Moreover, it is without serious dispute that this case was never "decided according to the Mandatory Arbitration Rules." Huard failed to move to compel arbitration. Rather, it moved for summary judgment pursuant to CR 56. This case, as this record amply demonstrates, was decided under Rule 56 of the Civil Rules for Superior Court, not the Mandatory Arbitration Rules.
Huard relies on MAR 1.3 to support its argument. That rule provides that a case filed in the superior court remains under the jurisdiction of the superior court in all stages of the proceeding, including arbitration.
Second, Huard points out that the provision recognizes a right to fees when "the dispute is resolved through either `settlement
Third, Huard argues that the phrase "in all cases" in the last sentence of this provision supports the conclusion that it is entitled to fees.
Fourth, Huard argues that Prestige's construction of this provision "leads to absurd consequences."
Finally, Huard argues that, at the very least, this provision is ambiguous and, consequently, it must be interpreted in Huard's favor since it was drafted by Prestige. But, as already discussed, the language of this provision is plain and unambiguous. Thus, this argument is also unpersuasive.
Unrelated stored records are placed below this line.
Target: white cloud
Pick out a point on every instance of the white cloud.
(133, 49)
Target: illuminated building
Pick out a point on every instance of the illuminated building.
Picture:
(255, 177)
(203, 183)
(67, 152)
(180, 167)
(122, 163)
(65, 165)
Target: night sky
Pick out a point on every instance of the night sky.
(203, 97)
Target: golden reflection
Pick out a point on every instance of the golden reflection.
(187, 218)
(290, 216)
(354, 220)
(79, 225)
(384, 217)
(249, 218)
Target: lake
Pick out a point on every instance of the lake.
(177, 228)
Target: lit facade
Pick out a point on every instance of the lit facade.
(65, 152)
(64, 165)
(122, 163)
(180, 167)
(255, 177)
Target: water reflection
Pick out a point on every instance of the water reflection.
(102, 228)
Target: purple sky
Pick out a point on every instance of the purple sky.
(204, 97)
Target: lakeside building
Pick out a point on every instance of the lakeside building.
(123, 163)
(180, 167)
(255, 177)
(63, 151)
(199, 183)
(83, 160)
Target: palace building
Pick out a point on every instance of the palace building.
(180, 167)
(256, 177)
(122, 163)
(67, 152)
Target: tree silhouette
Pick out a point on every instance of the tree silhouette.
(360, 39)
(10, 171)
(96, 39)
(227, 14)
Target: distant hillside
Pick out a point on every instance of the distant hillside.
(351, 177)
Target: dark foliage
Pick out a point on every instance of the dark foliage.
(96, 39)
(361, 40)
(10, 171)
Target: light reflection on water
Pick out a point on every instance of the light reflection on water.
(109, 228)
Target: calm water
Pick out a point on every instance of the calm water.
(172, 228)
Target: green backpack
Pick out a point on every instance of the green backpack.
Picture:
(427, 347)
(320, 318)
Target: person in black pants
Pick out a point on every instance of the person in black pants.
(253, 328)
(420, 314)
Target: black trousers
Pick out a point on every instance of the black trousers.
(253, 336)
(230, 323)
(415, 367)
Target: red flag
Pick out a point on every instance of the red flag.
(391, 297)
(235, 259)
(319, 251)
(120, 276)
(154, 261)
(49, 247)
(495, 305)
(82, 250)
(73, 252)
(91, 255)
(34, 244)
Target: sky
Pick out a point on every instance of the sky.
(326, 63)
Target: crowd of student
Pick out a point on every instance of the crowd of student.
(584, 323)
Huard argues that it is entitled to fees under Article XIX of the Master Agreement, the "Indemnification" provision. Specifically, Huard argues that under RCW 4.84.330, this provision is bilateral. Because Huard failed to properly preserve this argument below, we decline to consider it.
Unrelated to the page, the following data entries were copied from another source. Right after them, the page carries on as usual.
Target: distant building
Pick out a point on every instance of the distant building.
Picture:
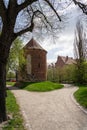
(36, 66)
(62, 61)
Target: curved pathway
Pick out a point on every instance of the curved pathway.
(53, 110)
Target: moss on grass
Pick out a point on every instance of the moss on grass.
(16, 123)
(81, 96)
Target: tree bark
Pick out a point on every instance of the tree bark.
(3, 116)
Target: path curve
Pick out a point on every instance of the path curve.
(53, 110)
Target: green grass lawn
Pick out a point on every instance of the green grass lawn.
(16, 123)
(41, 86)
(81, 96)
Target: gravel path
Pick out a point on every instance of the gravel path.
(53, 110)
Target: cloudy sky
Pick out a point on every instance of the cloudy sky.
(64, 44)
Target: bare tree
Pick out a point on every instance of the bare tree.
(83, 5)
(80, 52)
(10, 13)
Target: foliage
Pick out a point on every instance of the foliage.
(16, 58)
(10, 83)
(41, 86)
(81, 96)
(13, 109)
(64, 74)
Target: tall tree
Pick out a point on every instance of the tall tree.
(9, 12)
(16, 57)
(80, 52)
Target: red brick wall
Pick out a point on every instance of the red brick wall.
(59, 62)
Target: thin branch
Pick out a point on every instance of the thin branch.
(25, 4)
(2, 10)
(47, 1)
(82, 6)
(25, 30)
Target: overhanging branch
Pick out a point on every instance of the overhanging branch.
(82, 6)
(47, 1)
(28, 29)
(25, 4)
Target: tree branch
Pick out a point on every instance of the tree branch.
(2, 10)
(81, 5)
(25, 4)
(47, 1)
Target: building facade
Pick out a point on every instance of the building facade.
(62, 61)
(36, 63)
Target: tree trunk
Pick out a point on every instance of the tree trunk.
(3, 116)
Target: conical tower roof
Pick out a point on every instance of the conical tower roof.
(32, 44)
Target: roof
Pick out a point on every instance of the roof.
(32, 44)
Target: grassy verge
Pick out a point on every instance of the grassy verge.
(41, 86)
(16, 123)
(81, 96)
(10, 83)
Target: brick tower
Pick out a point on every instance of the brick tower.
(36, 66)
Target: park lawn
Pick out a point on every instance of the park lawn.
(16, 123)
(81, 96)
(41, 86)
(10, 83)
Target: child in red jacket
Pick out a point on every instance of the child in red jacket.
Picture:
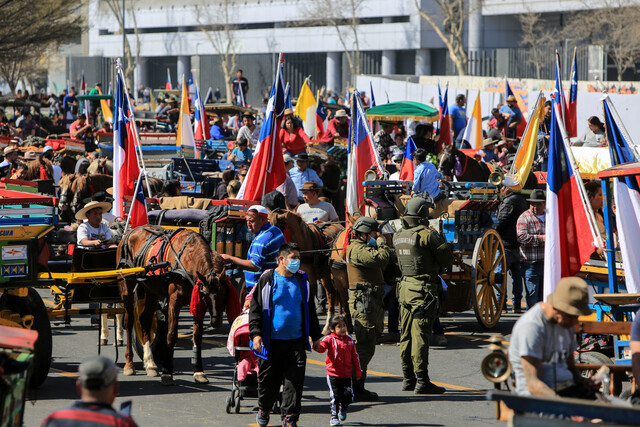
(342, 361)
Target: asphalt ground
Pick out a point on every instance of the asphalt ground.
(456, 367)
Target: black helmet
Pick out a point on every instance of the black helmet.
(365, 224)
(417, 206)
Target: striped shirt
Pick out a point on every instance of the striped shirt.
(263, 252)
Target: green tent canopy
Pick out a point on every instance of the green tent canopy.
(394, 111)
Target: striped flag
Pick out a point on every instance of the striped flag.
(571, 234)
(626, 194)
(473, 131)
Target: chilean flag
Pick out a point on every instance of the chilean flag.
(201, 130)
(445, 126)
(361, 155)
(570, 231)
(406, 171)
(572, 108)
(125, 157)
(321, 119)
(267, 170)
(167, 85)
(626, 194)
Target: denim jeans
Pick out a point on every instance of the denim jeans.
(533, 278)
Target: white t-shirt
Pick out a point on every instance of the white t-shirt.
(86, 231)
(322, 211)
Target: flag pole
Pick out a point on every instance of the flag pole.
(595, 231)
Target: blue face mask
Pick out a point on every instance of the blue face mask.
(293, 265)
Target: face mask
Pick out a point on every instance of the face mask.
(293, 265)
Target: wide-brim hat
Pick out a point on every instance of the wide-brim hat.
(82, 213)
(537, 196)
(571, 296)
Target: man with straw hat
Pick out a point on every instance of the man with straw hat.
(93, 231)
(543, 342)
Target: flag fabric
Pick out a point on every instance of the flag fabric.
(407, 168)
(362, 155)
(373, 98)
(570, 232)
(526, 154)
(445, 126)
(185, 138)
(201, 130)
(306, 109)
(320, 119)
(473, 131)
(626, 194)
(267, 170)
(125, 157)
(572, 106)
(167, 85)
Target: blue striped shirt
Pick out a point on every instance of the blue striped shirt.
(263, 252)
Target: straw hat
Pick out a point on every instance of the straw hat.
(82, 213)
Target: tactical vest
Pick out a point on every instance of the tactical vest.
(365, 276)
(413, 259)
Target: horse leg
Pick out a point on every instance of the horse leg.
(196, 358)
(172, 336)
(127, 300)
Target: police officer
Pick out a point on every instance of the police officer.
(422, 252)
(367, 257)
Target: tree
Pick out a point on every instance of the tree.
(454, 14)
(219, 29)
(342, 16)
(29, 27)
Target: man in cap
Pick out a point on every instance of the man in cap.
(531, 237)
(314, 210)
(511, 112)
(302, 173)
(422, 254)
(512, 206)
(249, 130)
(367, 256)
(543, 342)
(10, 161)
(264, 248)
(97, 386)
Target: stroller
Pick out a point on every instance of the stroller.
(245, 372)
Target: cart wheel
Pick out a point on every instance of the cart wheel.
(159, 328)
(489, 278)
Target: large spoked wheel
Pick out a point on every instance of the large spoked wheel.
(158, 333)
(489, 278)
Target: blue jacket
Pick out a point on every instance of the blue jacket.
(260, 312)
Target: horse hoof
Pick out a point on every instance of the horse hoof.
(200, 378)
(167, 380)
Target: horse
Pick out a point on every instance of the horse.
(466, 169)
(194, 268)
(310, 237)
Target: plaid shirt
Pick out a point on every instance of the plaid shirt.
(531, 237)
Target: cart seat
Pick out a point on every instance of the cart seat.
(94, 259)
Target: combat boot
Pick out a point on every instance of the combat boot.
(408, 379)
(425, 386)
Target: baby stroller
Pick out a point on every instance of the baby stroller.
(245, 372)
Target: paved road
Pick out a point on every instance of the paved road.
(456, 367)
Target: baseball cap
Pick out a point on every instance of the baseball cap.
(97, 373)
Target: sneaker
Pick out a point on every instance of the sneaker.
(342, 414)
(262, 419)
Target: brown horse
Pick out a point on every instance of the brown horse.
(310, 237)
(466, 169)
(194, 268)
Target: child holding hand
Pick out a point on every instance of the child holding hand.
(342, 361)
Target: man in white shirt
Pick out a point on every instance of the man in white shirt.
(315, 210)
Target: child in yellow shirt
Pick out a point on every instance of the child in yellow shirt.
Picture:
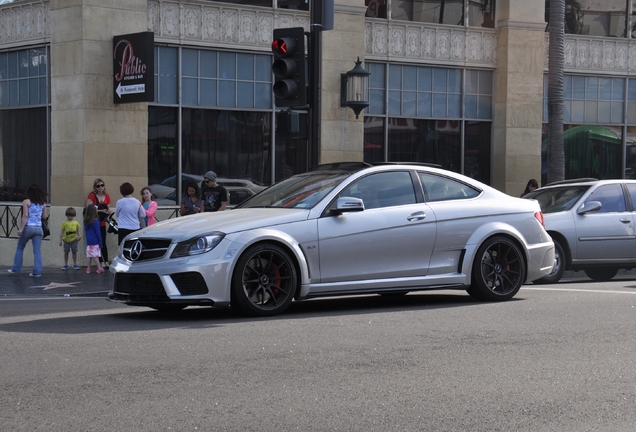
(70, 235)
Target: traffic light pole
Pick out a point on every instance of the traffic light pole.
(315, 76)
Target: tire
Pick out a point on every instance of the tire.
(601, 274)
(264, 281)
(559, 266)
(499, 270)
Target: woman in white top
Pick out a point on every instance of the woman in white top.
(128, 212)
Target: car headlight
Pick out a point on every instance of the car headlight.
(197, 245)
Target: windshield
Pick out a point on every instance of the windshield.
(301, 191)
(557, 199)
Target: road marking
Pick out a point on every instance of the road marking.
(580, 290)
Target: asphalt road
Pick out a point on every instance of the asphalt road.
(555, 358)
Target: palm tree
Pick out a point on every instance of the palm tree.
(556, 153)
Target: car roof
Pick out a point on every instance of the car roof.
(585, 182)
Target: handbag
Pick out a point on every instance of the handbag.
(45, 228)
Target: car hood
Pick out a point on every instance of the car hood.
(231, 221)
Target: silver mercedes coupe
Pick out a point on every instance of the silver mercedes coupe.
(339, 229)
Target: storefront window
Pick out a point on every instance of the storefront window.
(590, 151)
(23, 151)
(431, 11)
(24, 138)
(429, 141)
(425, 120)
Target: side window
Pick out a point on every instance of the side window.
(438, 188)
(631, 187)
(387, 189)
(610, 196)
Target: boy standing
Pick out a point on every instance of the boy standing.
(70, 235)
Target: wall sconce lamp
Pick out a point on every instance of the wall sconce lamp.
(354, 88)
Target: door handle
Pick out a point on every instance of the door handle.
(416, 216)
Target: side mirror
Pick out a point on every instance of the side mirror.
(348, 204)
(588, 207)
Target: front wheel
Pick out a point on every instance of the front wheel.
(559, 266)
(264, 280)
(499, 270)
(601, 274)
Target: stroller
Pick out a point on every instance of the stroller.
(112, 223)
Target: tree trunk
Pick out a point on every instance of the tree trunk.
(556, 153)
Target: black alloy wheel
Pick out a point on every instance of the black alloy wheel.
(264, 280)
(499, 270)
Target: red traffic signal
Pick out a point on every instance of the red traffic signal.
(279, 47)
(288, 68)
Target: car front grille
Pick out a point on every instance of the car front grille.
(190, 283)
(145, 249)
(140, 285)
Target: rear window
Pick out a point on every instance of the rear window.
(557, 199)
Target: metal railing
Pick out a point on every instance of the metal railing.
(11, 217)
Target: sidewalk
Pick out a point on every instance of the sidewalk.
(55, 282)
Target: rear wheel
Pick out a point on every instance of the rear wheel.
(499, 270)
(559, 266)
(169, 308)
(601, 274)
(264, 280)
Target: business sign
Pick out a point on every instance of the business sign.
(134, 67)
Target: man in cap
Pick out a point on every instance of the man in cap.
(214, 195)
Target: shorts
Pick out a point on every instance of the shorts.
(70, 246)
(93, 251)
Under RAP 2.5(a), the appellate court may refuse to review any claim of error that was not raised in the trial court. Generally, it does not review "an issue, theory, argument, or claim of error not presented at the trial court level."
In its motion for award of attorney fees, Huard cited generally to the Master Agreement and the Project Subcontract.
In Huard's reply in support of its motion, it again focused on the Project Subcontract and on the language of Article XVI, the Disputes & Arbitration provision of the Master Agreement.
But this citation in the footnote does not properly preserve Huard's argument. First, this citation, in the reply brief, was too late to raise properly the argument before the trial court. Second, Huard did not make any argument. It neither provided the language of this provision, nor did it argue why this provision entitled Huard to fees. Third, Huard did not cite to this provision in the footnote to make an independent argument that it was entitled to fees under this section. Rather, it cited to this provision to support its argument that these provisions "underscore[] Prestige's intent that attorneys' fees be recoverable in any dispute."
Huard argues that "RCW 4.84.330 was clearly raised below by Huard."
For these reasons, we decline to consider this argument any further.
Huard finally argues that it is entitled to an award of attorney fees for this appeal, citing the principle that "`[a] contract providing for an award of attorney fees at trial also supports such an award on appeal.'"
We affirm the decision of the trial court denying reasonable attorney fees and deny Huard's request for reasonable attorney fees on appeal.
MICHAEL J. TRICKEY and ANN SCHINDLER, JJ., concurs.